English |  Español |  Français |  Italiano |  Português |  Русский |  Shqip

Developing a D3.js Edge

7. Data Manager API

  • Introduce the data manager
  • Build a reusable component not bound to any visual element
  • Discuss custom events

The Data Manager


 The source code is available in the code/Chapter07/. 

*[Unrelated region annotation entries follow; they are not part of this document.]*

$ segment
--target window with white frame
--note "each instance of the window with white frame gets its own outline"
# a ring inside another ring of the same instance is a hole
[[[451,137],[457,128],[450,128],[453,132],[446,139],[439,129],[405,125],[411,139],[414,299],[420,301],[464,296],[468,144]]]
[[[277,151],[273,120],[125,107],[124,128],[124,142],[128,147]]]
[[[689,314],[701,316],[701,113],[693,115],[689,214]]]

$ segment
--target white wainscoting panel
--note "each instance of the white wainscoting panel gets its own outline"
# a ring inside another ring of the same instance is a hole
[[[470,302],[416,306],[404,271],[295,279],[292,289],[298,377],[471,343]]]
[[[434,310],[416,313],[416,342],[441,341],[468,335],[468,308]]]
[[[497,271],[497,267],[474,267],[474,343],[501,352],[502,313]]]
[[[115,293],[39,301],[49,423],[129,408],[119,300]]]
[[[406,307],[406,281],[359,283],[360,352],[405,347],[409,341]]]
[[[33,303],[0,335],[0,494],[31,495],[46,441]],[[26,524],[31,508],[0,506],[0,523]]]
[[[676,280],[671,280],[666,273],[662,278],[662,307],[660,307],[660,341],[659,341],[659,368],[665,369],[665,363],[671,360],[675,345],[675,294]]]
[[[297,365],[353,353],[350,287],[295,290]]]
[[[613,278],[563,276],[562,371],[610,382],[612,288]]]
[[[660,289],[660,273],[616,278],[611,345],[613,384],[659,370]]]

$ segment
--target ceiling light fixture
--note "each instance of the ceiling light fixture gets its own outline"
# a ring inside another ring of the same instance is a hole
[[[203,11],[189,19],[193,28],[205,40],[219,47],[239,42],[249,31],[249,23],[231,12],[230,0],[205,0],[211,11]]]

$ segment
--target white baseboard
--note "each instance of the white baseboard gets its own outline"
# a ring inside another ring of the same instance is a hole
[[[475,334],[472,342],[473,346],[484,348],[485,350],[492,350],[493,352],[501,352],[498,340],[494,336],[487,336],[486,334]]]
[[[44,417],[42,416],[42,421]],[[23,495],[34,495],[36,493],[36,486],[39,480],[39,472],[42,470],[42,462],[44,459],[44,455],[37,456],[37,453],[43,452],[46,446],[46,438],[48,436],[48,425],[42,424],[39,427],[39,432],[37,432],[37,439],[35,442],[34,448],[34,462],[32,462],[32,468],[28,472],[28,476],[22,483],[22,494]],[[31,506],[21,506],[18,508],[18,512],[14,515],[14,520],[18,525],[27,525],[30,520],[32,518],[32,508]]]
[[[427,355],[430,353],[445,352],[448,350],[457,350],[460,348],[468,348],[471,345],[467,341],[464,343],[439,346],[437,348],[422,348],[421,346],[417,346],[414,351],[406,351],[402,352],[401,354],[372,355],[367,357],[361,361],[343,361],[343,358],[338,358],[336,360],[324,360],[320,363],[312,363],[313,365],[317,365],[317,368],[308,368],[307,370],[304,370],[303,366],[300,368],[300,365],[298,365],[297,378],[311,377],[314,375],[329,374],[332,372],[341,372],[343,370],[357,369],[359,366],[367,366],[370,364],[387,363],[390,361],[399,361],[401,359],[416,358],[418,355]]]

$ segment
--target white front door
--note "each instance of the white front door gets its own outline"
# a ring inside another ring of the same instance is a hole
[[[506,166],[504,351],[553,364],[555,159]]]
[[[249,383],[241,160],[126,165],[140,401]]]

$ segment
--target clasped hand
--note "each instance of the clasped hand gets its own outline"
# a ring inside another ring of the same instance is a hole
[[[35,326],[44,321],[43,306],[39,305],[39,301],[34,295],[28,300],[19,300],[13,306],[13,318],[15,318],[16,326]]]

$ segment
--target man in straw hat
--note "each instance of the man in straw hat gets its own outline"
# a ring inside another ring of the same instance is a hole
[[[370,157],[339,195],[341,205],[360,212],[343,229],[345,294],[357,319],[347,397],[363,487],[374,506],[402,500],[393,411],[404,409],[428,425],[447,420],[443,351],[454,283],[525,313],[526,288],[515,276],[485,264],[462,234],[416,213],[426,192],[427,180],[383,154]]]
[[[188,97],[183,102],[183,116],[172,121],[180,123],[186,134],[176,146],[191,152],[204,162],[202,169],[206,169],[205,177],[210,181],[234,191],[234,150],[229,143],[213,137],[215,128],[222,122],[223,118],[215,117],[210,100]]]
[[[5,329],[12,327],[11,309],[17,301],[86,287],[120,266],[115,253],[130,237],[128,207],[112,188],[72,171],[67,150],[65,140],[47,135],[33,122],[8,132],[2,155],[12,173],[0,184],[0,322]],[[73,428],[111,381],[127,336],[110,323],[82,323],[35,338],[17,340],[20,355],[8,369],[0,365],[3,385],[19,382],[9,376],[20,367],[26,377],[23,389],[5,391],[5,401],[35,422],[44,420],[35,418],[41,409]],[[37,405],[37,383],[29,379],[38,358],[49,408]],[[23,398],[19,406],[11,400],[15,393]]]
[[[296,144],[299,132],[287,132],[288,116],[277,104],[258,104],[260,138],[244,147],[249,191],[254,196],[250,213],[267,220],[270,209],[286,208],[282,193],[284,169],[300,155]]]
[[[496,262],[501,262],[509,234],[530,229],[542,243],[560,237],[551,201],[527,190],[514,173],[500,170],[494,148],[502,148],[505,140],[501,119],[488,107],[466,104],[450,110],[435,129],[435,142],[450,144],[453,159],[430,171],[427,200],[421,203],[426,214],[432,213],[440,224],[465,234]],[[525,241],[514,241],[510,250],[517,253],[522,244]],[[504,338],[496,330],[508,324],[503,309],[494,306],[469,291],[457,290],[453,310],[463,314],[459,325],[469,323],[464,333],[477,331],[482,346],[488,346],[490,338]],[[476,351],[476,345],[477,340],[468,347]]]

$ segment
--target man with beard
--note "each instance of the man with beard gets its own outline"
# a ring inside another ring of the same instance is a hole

For our example, let's introduce the concept of a data manager. The data manager will be responsible for loading the data into the browser, applying any post-loading cleaning of the data that may be required, filtering the data based upon user interaction, and letting us know when the data is ready. The data manager also serves to demonstrate that the reusable concept can be applied to more than just graphs. It can also be used for any number of tasks that will be repeated throughout the visualization.

For our application, all of our reusable modules are namespaced under:

001:var d3Edge = {};

This will ensure that none of the modules that are introduced will conflict with other linked libraries.

To start, our first task is to setup the data manager module:

001:d3Edge.dataManager = function module() {
002:    var exports = {},
003:        dispatch = d3.dispatch('geoReady','dataReady','dataLoading'),
004:        data;
005:    d3.rebind(exports, dispatch, 'on');
006:    return exports;
007:};

Here, we have created a function under the d3Edge namespace called: dataManager. This function will return an object called exports that will contain various methods defined later. To instantiate this module in our application, simply assign the function to a new variable:

001:var zurichDataManager = d3Edge.dataManager();

In addition, we added three custom events to this module that will give us some indication of when various events in the data loading process are occurring. To accomplish this, we are using d3.dispatch to create three events: geoReady, dataReady, and dataLoading. These events are bound to the 'on' method of the exports object using d3.rebind. We can fire these events anywhere within our module at a time of our choosing by calling the dispatch function together with the name of the event. For instance, for the dataReady event:

001:dispatch.dataReady();

We can then listen for the event on the instantiated module like so:

001:zurichDataManager.on('dataReady'function(data) {
002:    // Do Something With The Data Here.
003:});

This sets the basic framework up for the data manager module. Now we need to create methods on our exports object that can be used by our instantiated zurichDataManager. Our first method will be to load the CSV file from the server, apply a cleaning function, and fire an event to indicate that the data is ready. In addition, we will create a simple getter method that will allow us to access the cleaned data at anytime.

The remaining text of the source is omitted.